Lea: “Sustracción en Van der Hammen se haría con estándares ambientales”: Claudia López.
El diálogo también define la relación entre grupos de ciudadanos y autoridades para la gestión de inconformidades o intereses de comunidades e individuos. Determina la política, la justicia, e incluso el ambiente al interior de las familias.
De acuerdo con la Real Academia de la Lengua, el diálogo es una “conversación entre dos o más personas que manifiestan alternativamente sus ideas o afectos, una discusión o trato en busca de avenencia”. Lastimosamente, la aplicación del diálogo en Colombia no ha estado mediada por una conversación nacional sobre lo que representa, llevándolo a significar cualquier cosa dependiendo de quien sea su protagonista o, por qué no decirlo, su usuario.
El diálogo ha perdido su valor inmenso como herramienta para crear una conversación con un lenguaje compartido, para convertirse en un término sombrilla que usan particulares para consolidar ventajas o imponer sus intereses por encima de los generales, mediante la presión al imperio de la ley y la legitimidad institucional.

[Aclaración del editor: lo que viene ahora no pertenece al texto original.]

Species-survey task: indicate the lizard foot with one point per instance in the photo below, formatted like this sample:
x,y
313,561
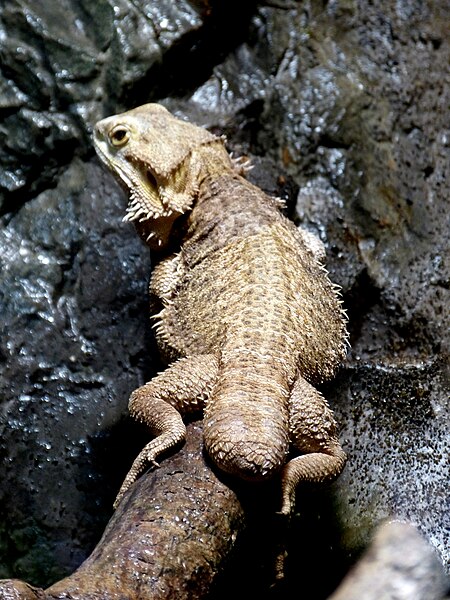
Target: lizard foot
x,y
146,458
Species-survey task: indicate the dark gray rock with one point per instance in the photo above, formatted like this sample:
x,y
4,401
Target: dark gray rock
x,y
398,564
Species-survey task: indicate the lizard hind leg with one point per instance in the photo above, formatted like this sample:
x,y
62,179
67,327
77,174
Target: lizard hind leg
x,y
183,387
313,432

Bajo el disfraz del diálogo se han ocultado la extorsión, la instrumentalización criminal, el control político y social de barras del fútbol por parte de individuos que se mueven entre la legalidad y la ilegalidad. Detrás de este se camuflan criminales profesionales para evadir sus responsabilidades penales o tomar un aire para reacomodarse, fortalecerse y enviar un mensaje fuerte y claro de que la Constitución y la ley no les es aplicable ni ayer, ni hoy, ni mañana. La triunfal reaparición del terrorista “Mordisco” es el ejemplo más reciente.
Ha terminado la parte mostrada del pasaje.